Coincidently, FTAV posted a good "petrodollar" article today for anyone interested (article is free but might need a free account to read it): https://www.ft.com/content/a65efb54-306b-49ad-9920-40d59b195...

  • Wow, this is a great share. I am regular reader of FTAV. I highly recommend it to others here.

    I like this part:

        > One big flaw in their argument is that the petrodollar isn’t nearly as big a factor in the global dollar ecosystem as it used to be
    

    And:

        > A proper grasp of the events in question suggests that the ballyhoo over the petrodollar’s alleged imperilment will prove to be just the latest in a series of false alarms about the dollar’s status atop the world’s currency hierarchy.
    

    A lot of online armchair analysts miss the fact that the Euro is just as important as the US Dollar in global trade. The Eurozone has a combined GDP of about two thirds of the US. That is huge! And they Eurozone does lots of trade with countries outside the Eurozone, so the Euro is a vital part of the global economy. The number one forex pair globally is EUR/USD. It is trivial to convert between the two (tight spreads, giant order capacity), so buyers and sellers are fine with either.

It does seem like the petrodollar is coming to an end. Even if we wanted to keep killing/abducting the leader of every tiny oil nation shortly after the decide to sell oil in another currency (like we did to Iraq, Libya, and Venezuela), bigger ones we can’t just do that to practically are going to start.

The writing is on the wall. It might take decades, but it’ll end.

Petrodollar discourse tends to annoy me because people tend to get cause and effect confused.

The dollar isn't strong because oil is traded in it. Oil is traded in dollars because the dollar is strong. What makes the dollar strong? The US military and, at least up until now, the US essentially guaranteeing global maritime trade. Oh and the US also being the world's arms dealer.
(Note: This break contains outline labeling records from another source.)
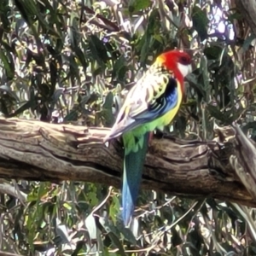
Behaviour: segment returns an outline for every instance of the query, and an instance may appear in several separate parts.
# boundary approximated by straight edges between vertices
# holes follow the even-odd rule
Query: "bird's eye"
[[[183,65],[189,65],[189,64],[191,63],[191,59],[189,55],[188,56],[182,56],[180,58],[180,63],[183,64]]]

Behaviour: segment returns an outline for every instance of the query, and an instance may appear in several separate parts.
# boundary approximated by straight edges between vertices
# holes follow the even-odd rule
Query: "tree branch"
[[[221,147],[216,141],[154,138],[145,161],[143,187],[255,207],[255,198],[240,181],[232,161],[230,164],[230,156],[242,160],[237,147],[234,148],[237,129],[216,131],[218,141],[224,142]],[[108,147],[102,144],[108,131],[107,128],[0,119],[0,177],[80,180],[119,188],[123,150],[119,141],[111,142]]]

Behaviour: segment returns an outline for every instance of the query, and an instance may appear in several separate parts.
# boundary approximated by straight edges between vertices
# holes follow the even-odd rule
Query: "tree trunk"
[[[143,187],[255,207],[254,145],[237,126],[216,131],[218,137],[212,142],[154,137],[148,147]],[[123,150],[118,140],[102,143],[108,132],[107,128],[0,119],[0,177],[79,180],[119,188]],[[244,177],[249,175],[247,183]]]

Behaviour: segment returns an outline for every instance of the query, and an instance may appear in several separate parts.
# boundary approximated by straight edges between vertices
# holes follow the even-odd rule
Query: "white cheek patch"
[[[191,65],[183,65],[177,63],[177,68],[183,77],[187,76],[189,73],[192,72]]]

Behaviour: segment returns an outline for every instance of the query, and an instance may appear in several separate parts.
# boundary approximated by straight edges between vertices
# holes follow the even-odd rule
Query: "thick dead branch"
[[[118,141],[108,147],[102,143],[108,131],[0,119],[0,177],[90,181],[119,188],[123,150]],[[154,138],[145,162],[143,188],[256,206],[230,164],[230,156],[236,156],[236,150],[225,138],[232,138],[234,130],[225,127],[217,131],[224,142],[221,148],[216,142]]]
Why this is such a huge strategic blunder is because the US has proven itself unable to militarily open the Strait of Hormuz. This should surprise precisely no one. The Joint Chiefs knew it. The Intelligence community knew it.

Let me put this another way: you could make all oil trades in euros tomorrow and pretty much everyone would still hold dollars and convert to euros as needed. People don't understand this so you get silly conspiracy theories around, say, the Iraq War being started because Saddam Hussein was starting to trade oil in euros.

Let me give you a concrete example of this all in action. Iran has threatened to charge tolls to pass through the Strait and they wanted to be paid in crypto, largely to avoid having their funds frozen (as has already happened) because the US has that kind of control over the financial system. But that's still a problem because all US companies and any financial institution that wants to main access to the global financial system isn't legally allowed to trade with Iran, even in crypto. My point is that all of this could be traded in crypto and it wouldn't matter. The "petrodollar" would still rule.

  • You say "people tend to get cause and effect confused" and then unironically follow that up with:

    > What makes the dollar strong? The US military

    The US military and the dollar are strong because the US economy is strong.